Sadly, after 10 months of searching Jenny has still not found another group of chimpanzees! The nearest groups of chimps range 10 kilometres to the north and west of Bulindi, across busy roads and an agricultural landscape with little cover. Instead, Jenny has followed a system of swamps and streams that flow in the wrong direction: to the south, where there are no nearby chimpanzee groups. Shortly before last Christmas she even found herself in Kinubi, – a densely human-populated and urban area on the outskirts of Hoima Town!

3. Jenny groomed by alpha male Sylvester.JPG

While it’s a relief to know Jenny’s still alive, the human-dominated matrix outside Bulindi is extremely dangerous for wandering chimps, with threats including dogs, speeding cars (two chimpanzees have been killed by speeding vehicles on Hoima roads since 2015) and villagers not used to chimpanzees. Chimpanzees can also be caught in steel traps and snares set by farmers to protect their crops. Moreover, chimpanzees are intensely social animals and Jenny can’t stay alone for much longer.  We can only imagine how Jenny feels, having not seen or heard another chimp in over 10 months. We hope that Jenny successfully finds other chimpanzees soon or else returns safely to Bulindi. In the meantime, we’ll keep monitoring her movements and sensitizing the local communities.

4. Jenny (2).JPG

ABOUT CHIMPANZEES IN HOIMA:

 In Uganda’s Hoima District a population of about 300 wild chimpanzees inhabit shrinking forest fragments on local people’s land. The loss of these unprotected forests threatens the immediate survival of the resident chimpanzees.

 Despite their unprotected status, Hoima’s small degraded forests have strong conservation value as a ‘corridor’ linking chimpanzee and other wildlife populations in two protected areas (Budongo and Bugoma Forest Reserves, separated by 50 km). The ‘Hoima corridor’ was identified as a “chimpanzee conservation unit” in the IUCN-commissioned 2010–2020 Conservation Action Plan for eastern chimpanzees (link: https://portals.iucn.org/library/sites/library/files/documents/2010-023.pdf)

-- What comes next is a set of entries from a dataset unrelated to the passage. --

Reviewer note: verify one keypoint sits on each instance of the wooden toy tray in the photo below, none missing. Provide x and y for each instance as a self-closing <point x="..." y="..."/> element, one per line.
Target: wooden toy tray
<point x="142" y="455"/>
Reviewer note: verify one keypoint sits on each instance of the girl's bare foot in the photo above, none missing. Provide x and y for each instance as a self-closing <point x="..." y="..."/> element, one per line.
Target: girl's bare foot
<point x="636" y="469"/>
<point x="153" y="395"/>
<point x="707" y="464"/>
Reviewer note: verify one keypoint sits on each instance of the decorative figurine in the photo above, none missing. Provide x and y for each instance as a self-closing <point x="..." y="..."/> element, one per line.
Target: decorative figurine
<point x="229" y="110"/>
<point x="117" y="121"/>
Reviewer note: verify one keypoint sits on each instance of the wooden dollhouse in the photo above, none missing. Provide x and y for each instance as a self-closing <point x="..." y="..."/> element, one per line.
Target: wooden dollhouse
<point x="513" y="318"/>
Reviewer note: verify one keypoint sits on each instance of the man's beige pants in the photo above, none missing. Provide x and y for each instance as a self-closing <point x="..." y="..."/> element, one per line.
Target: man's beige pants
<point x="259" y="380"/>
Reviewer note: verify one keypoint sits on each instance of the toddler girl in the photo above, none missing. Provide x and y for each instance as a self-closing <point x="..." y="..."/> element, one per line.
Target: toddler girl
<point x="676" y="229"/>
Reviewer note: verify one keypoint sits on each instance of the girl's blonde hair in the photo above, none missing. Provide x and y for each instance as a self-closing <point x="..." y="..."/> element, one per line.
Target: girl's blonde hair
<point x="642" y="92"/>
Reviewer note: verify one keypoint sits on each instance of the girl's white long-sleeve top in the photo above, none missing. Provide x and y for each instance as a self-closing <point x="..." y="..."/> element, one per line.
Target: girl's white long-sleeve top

 ABOUT THE BULINDI CHIMPANZEE & COMMUNITY PROJECT (BCCP):

 BCCP was established to conserve the highly threatened wild chimpanzees living in unprotected, disappearing habitat alongside rural farmers in Hoima, and to identify appropriate mechanisms to aid sustainable human–chimpanzee coexistence outside of protected areas.

Because conservation of Hoima’s chimpanzees is ultimately in the hands of the local people living alongside them, BCCP's approach is to identify and address constraints faced by villagers and offer support in key areas. Thus, BCCP conserve chimpanzees and forests primarily by helping local people. BCCP provide them with alternatives to deforestation, invest in their children’s education, support alternative livelihoods, and help to improve their quality of life (for example, through provision of village boreholes and energy stoves). Additionally, BCCP monitor the local chimpanzee populations and work to promote greater local tolerance of, and understanding about, chimpanzees.